I ended up being in charge of picking the resort, as I was the one looking for kid-friendly digs. The first problem I encountered, though, was that resort kid playspaces almost universally didn’t accept children under the age of 4, with the exception of Club Med, which was far out of our price range. Which meant we decided to bring B, our helper, so that R and I could experience the nightlife, and that my in-laws could spa it up. We ended up the Holiday Inn Resort in Patong Beach, which is sort of the most busy and touristy part of all of Phuket. While it was across the street from the beach, it didn’t have its own private beach.
The first sign that things were not going to be as easy as they’d been in the past was when I unpacked and realized I didn’t have swim diapers beyond the 2 that I usually just have in my diaper bag on a normal day (there are so many water play areas in Singapore that it’s good just to have a few handy–luckily she’s young enough that I can just send her out in a diaper and it’s fine). After an exhaustive search of hotel guest shops (so much for “most family friendly” Holiday Inn–whose gift shop didn’t even have regular diapers), supermarkets and the local Carrefour (Americans, think Wal-Mart with a grocery store, only not as nice for reference), which was not, for the record, my preferred way of spending several hours over several days, I just declared a fuck it and tossed her into the water in a regular diaper. I tried, it was a FAIL, moving on.
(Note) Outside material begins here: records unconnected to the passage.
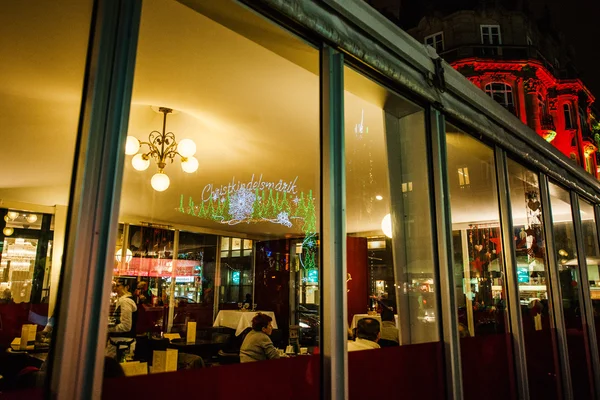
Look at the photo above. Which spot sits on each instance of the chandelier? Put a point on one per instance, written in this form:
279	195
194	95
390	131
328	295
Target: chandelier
162	148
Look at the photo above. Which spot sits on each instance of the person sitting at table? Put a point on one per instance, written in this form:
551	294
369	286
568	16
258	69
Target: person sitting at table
257	345
367	335
389	332
123	318
143	295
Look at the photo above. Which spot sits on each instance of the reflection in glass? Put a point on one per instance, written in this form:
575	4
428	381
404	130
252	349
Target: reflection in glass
592	257
241	232
570	289
44	47
479	273
392	281
533	280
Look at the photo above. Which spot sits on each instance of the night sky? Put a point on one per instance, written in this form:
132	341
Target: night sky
579	20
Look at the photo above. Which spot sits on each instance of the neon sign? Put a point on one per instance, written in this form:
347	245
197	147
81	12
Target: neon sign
258	201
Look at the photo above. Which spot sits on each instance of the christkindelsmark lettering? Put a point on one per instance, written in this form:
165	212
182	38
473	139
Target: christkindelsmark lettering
214	192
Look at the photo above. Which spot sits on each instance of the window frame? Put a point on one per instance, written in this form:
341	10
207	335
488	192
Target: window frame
507	89
434	37
488	28
568	112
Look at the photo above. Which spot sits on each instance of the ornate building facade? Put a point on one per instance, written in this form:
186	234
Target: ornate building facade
517	58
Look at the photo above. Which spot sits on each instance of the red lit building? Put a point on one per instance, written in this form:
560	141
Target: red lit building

A large number of restaurants were interesting, but weren’t feasible because of a lack of high chairs. It was also hard, because the water isn’t safe to drink there, which means you have to constantly be on the look-out for ice in your child’s drink (super common), and tell them no, they can’t have the street food. Unless getting travelers diarrhea is your idea of a good time.
The sidewalks were difficult to manuver a stroller through, and we often just took E out without it because it just wasn’t worth the hassle.
Other than the pool and the beach, there just weren’t really places to take a child. She was too young for elephant trekking, the zoo was consistently reviewed as small and inhumane and the aquarium was small and on the other side of the island.
In the end, I wasn’t upset that she couldn’t do the kids club…I stopped by when there was supposed to be a “cultural activity” and saw kids playing video games in one room and watching a Disney cartoon in another. There were some dingy blocks in a corner, but otherwise, aside from the wading pool and the water slide, the kids club was not a place I would have wanted E wasting her time anyway.
E thought the hotel pool was the most exciting thing since sliced bread, and she loved the sand at the ocean even more. The actual ocean was not quite her cup of tea, especially after being knocked over by the somewhat aggressive waves. She was happy to hang out with us wherever.
While I would argue it’s not really on my list of places I ever feel a need to see again, Elanor might disagree. After all, she got to swim and play with her parents and grandparents every day, and that’s a huge rarity for her. However, I would counter-argue that aside from the people, we can swim in a pool in our backyard and go to a beach 15 minutes away any time we want.
If you’re considering a trip to Phuket, I’d say it’s one to leave the kids behind for, or to wait until they’re older and up for things like jetskis, hair-braiding on the beach, elephant trekking, and such.